Он посмотрел на меня как на полоумную, укоризненно покачал
головой и спросил:
– А ты представляешь себе, сколько это будет стоить?
– Сашенька, ну пожалуйста, я очень тебя прошу!
– Машка, кончай бодягу! – ответил мне доктор наук,
рафинированный интеллигент.
Я заткнулась, но затаила зло. И когда неделю спустя в
боннском уличном кафе под цветущими розовыми каштанами ко мне приклеился
Райнер, симпатичный веселый немец, который давно не сводил с меня глаз, я не
стала кочевряжиться, а с удовольствием приняла приглашение поужинать и
потанцевать нынче вечером. Поскольку Козлитин обычно возвращался довольно
поздно, я могла спокойно уйти из дому, что я и сделала, наведя немыслимую красоту
и оставив мужу записку следующего содержания: «Умираю с тоски. Решила
развлечься сама. Материального урона ты не понесешь. Целую. Маша».
Райнер ждал меня на станции с машиной. Мы весело болтали всю
дорогу, потом ужинали в уютном маленьком ресторане. Он ухаживал за мной по всем
правилам, а я все время думала, интересно, как Козлитин отнесется к фразе о
материальном уроне? Мне казалось, что я невероятно остроумна. Райнер в этот
вечер ничего себе не позволил, был галантен и безупречен. Зато мой супруг встретил
меня увесистой затрещиной и потоком самой отборной ругани, произносимой,
впрочем, почти шепотом – чтобы соседи не услышали. От этого все казалось
каким-то ненастоящим, глупой и некрасивой игрой. Однако утром я обнаружила, что
щека здорово вспухла, и этого я уже не смогла перенести. Я позвонила маме и
попросила прислать мне срочную телеграмму с просьбой приехать в Москву.
Телеграмма пришла. Козлитин не стал возражать против моего отъезда.
Так, закончился мой второй брак. И я приняла непоколебимое
решение больше не выходить замуж. Очевидно, я не создана для семейной жизни,
тем более выяснилось, что у меня не может быть детей. А раз так, то зачем?
Можно прекрасно жить и не связывая себя брачными узами.
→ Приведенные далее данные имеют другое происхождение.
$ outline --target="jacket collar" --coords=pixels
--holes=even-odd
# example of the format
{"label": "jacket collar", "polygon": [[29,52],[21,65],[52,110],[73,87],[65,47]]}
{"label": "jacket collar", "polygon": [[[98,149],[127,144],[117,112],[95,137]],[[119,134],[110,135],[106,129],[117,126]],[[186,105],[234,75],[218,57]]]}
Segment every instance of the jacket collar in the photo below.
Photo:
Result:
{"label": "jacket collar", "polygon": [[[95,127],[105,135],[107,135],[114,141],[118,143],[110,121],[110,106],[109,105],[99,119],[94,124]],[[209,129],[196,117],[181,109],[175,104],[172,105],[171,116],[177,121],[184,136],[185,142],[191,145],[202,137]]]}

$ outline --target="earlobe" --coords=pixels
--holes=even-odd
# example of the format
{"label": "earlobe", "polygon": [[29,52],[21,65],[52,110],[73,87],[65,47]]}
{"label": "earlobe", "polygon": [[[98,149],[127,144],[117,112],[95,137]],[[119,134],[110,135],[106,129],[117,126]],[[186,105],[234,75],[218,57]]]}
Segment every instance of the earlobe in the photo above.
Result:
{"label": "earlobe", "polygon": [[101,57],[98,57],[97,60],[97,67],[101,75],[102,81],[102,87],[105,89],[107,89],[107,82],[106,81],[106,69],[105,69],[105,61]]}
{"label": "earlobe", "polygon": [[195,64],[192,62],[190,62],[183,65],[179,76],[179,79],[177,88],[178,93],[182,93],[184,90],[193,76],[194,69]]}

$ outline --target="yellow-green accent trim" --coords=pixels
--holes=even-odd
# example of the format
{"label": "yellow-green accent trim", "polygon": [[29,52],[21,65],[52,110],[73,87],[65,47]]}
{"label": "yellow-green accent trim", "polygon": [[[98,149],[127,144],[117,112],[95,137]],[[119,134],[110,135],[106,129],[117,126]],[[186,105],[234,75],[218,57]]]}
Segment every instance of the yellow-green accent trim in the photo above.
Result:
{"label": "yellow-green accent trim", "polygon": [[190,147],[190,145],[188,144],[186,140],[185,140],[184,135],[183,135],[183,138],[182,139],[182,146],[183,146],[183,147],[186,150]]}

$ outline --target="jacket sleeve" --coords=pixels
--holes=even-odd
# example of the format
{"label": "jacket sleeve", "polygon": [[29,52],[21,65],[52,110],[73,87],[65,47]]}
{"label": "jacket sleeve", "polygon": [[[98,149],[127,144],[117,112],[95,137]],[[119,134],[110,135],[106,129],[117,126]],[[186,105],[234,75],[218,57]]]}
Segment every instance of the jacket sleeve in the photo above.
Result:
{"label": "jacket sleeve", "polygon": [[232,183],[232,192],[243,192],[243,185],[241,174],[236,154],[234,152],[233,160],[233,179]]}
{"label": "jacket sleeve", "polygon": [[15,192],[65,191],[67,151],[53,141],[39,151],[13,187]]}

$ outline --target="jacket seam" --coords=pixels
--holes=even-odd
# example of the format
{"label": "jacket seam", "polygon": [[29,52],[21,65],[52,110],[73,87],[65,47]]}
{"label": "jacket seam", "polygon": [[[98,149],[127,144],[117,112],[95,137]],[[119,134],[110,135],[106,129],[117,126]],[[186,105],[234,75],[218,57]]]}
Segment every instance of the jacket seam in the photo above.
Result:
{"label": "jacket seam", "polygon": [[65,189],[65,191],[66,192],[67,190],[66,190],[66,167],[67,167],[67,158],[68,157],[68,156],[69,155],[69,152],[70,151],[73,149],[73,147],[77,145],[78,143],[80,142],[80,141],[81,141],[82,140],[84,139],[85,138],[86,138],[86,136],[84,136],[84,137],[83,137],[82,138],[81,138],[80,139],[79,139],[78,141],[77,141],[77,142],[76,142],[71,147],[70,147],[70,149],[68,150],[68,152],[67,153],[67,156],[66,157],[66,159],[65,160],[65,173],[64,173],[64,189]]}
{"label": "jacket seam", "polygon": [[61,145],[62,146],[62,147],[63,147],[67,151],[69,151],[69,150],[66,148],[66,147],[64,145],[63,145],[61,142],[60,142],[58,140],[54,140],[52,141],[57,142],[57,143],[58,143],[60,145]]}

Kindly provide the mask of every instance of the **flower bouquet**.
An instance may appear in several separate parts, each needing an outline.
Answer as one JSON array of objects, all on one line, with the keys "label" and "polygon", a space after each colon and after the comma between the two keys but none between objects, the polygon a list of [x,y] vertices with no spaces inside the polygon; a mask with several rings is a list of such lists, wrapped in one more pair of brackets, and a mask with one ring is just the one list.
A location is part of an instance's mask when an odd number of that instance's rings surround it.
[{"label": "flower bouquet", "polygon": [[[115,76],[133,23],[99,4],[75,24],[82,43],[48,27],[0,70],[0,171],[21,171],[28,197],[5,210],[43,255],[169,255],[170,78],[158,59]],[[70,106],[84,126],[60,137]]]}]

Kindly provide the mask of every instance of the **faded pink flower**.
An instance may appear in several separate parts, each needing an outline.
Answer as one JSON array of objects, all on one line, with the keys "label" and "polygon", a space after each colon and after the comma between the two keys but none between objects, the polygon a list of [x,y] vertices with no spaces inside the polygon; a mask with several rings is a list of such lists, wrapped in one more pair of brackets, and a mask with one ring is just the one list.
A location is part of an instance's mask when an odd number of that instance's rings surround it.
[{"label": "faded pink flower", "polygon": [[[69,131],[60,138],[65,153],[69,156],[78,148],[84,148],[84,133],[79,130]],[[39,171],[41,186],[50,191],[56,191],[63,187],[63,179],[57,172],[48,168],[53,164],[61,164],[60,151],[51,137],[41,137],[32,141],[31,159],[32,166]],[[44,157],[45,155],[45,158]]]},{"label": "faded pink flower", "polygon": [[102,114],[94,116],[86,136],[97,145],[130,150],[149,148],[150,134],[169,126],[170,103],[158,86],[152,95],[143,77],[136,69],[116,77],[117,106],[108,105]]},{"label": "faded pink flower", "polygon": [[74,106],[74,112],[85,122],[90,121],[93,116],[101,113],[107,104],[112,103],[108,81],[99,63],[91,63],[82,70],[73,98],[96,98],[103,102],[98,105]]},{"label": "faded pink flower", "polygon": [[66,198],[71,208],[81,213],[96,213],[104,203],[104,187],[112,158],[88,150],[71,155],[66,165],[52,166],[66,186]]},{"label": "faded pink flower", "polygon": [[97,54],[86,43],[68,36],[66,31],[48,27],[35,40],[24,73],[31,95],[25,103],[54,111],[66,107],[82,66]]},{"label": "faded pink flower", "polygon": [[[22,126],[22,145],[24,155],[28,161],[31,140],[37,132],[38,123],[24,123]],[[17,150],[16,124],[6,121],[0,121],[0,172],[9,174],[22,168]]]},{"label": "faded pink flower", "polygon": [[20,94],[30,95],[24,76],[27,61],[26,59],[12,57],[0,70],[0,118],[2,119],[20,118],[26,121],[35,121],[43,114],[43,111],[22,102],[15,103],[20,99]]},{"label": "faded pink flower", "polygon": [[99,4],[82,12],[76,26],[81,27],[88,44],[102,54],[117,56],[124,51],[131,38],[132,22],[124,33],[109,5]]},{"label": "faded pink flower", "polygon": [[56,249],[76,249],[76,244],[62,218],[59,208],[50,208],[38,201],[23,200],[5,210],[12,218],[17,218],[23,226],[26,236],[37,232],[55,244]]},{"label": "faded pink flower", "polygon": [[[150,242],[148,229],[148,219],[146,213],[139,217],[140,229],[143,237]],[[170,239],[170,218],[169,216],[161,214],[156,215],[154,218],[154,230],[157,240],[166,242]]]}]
Но прошло несколько лет, – и я познакомилась с человеком,
который показался мне надеждой и опорой.
Правда, меня немного смутила его фамилия – Козлов, но
желание к кому-то прислониться – в стране уже «бушевали ветры перестройки» –
оказалось сильнее, и я вышла замуж. И снова ошиблась. Козлов был человеком жестким,
умел зарабатывать деньги, по мере возможности стараясь избегать криминала. И
еще увлекался политикой, входил в Межрегиональную группу, а на меня почти
перестал обращать внимание. Вся его любовь ограничивалась деньгами. Теперь я
иногда думаю, что это было не так уж плохо, но тогда я ужасно огорчалась.
Посудите сами, каково молодой влюбленной женщине смириться с
тем, что супруг в постели обсуждает с нею политическую ситуацию в стране, не
замечая восхитительной ночной рубашки или полного отсутствия таковой?
Я обижалась, злилась, потом пыталась проявить понимание,
вникнуть в его дела, но ничего не помогало. Наша близость случалась не чаще
раза в месяц, да и то наспех, невнятно, и не приносила никакого удовлетворения,
даже морального. Я не выдержала, высказала ему все, что думаю, и ушла. Он
страшно расстроился, пытался меня вернуть, а потом вдруг выяснилось, что ему
все-таки не удалось избежать криминала, его прижали, и он был вынужден срочно
смотаться за границу. Слава богу, мы до этого успели развестись.
Я погоревала, но недолго; надо было думать о куске хлеба, а
переводы, которыми я раньше неплохо зарабатывала, стали приносить все меньше и
меньше, хотя работала я все больше и больше. Пришлось еще давать уроки
немецкого, но как ни трудно мне было, думать о новом замужестве не хотелось.
Конечно, случались какие-то романы, вполне мимолетные. В то время всем было не
до любви, и мужчинам и женщинам… Когда меня спрашивали, почему такая красивая
женщина живет одна, я отвечала: «С меня хватит, я трижды была замужем, и все
мои мужья были козлы».
А потом вдруг я влюбилась, до сумасшествия, до отчаяния. Он
был известным, даже знаменитым пианистом, невероятной романтической красоты,
умным, ироничным, – словом, я видела в нем одни только достоинства. Еще
бы: высокий, стройный, с густой гривой седых волос, жгучими черными глазами,
великолепный музыкант, интеллектуал, умница. Женщины из-за него сходили с ума.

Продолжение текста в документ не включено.